Re: L/O & newbies? A red herring! - Posted by Michelle Nightengale
Posted by Michelle Nightengale on May 17, 2006 at 09:04:00:
Thanks for taking the time to reply. I think I may have given the wrong impression…
Yes, I have a habit of being a professional student. And I realized that (as you said), that only goes so far. If there’s no APPLICATION, then it’s worthless. So I decided to get it in gear and actually DO something.
But first things must come first and in order to accomplish anything, we must set priorities. I have not been studying RE investing and buying books for the last 5 yers. I set the whole idea aside entirely because there were other things I had to do before I could even CONSIDER RE investing on any level.
While there are some ambitious young people here who are already active in RE investing, I had other worries in my early 20’s. (I’m 30 now.) I was a broke college kid with no car. (Hard to look at properties or be taken seriously without transportation.) I have some severe physical problems which made it incredibly difficult to get a job and thus become independent of my parents and pay my own bills (including paying off credit card debt.)
I’ve spent the last 5 years working to get a job, got one (and kept it), got my debt paid off, bought my first car with half down in cash (MY money, not my parents’), had 2 total hip replacements which allow me to be mobile (otherwise, I’d be in a wheelchair) and am now an independent, productive member of society.
There was a time when I couldn’t even buy groceries (which was when I was studying RE investing in the first place – I was unemployed with nothing else to do). My situation is such that people advised my parents to place me on SSI and other government support and leave it at that. Dad is a bona fide member of the Millionaire Next Door club and he refused to accept that. Consequently, I refused to accept it. And I am MILES ahead of where I was 5 years ago.
It’s important to be realistic and sometimes, we have to do the less glamorous grunt work first to get to a place where we can do the things we really want to do. The last 5 years have been about becoming independent, putting myself in a place to pursue my dreams and a place where I’m not a burden on my parents. A place where I can care for THEM when they need it, instead of them always caring for me.

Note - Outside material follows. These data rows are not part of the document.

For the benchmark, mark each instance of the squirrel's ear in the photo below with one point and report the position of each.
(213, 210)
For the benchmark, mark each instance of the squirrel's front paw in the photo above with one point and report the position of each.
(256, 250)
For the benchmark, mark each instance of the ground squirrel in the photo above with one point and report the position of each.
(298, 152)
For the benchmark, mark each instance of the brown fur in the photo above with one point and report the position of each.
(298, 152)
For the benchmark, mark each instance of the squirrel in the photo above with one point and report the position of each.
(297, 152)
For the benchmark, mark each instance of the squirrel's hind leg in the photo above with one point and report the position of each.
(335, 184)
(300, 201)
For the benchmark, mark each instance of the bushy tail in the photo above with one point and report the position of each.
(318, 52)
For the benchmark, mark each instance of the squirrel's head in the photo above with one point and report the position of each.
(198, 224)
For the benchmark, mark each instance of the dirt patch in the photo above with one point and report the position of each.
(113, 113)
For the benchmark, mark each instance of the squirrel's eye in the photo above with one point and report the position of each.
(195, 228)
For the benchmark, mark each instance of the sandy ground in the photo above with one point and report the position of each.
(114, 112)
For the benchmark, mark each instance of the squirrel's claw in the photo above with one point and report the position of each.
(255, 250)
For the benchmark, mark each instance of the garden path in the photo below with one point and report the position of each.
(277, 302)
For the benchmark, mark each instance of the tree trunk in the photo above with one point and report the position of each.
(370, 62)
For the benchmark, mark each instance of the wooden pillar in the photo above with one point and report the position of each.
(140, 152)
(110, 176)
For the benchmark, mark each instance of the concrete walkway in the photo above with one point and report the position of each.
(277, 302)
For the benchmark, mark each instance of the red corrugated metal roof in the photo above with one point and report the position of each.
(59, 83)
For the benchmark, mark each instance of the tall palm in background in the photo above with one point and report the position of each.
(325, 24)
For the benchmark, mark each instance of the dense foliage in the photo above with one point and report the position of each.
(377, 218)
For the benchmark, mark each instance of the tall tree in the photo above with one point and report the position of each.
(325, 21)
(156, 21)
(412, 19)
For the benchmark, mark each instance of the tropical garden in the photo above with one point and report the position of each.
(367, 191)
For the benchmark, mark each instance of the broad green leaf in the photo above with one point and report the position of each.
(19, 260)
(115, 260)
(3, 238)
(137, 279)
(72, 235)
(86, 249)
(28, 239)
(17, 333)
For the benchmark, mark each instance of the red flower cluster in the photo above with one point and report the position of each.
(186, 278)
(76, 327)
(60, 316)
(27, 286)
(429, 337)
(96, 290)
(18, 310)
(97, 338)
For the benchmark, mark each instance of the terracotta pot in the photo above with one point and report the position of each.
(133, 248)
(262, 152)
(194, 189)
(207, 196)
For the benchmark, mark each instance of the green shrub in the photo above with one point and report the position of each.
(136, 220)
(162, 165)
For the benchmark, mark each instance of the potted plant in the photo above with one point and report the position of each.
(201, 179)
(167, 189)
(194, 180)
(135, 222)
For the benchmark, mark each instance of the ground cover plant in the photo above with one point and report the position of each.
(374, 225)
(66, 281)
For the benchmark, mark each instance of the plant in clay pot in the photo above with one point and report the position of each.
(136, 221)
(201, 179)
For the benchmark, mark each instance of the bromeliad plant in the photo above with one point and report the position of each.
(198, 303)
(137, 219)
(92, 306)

Now that I can buy my own groceries :P, I can actually get back to possibly pursuing RE investing.
So after 5 years, it’s time to take that dream off the shelf, dust it off, and see what I can do. I not buying any more books. The ones I have (and am re-reading) are the ones I have from 5 years ago. It’s time to DO something. My desire to own a home is what prompted me to look at investing again. I realize that investing is a business decision and home ownership is a personal decision. So now I’m beginning to study my local market. (I’m otherwise completely oblivious to it.)
Just trying to get started and L/O interested me. That’s all.
Hope that clarifies things. No lectures necessary.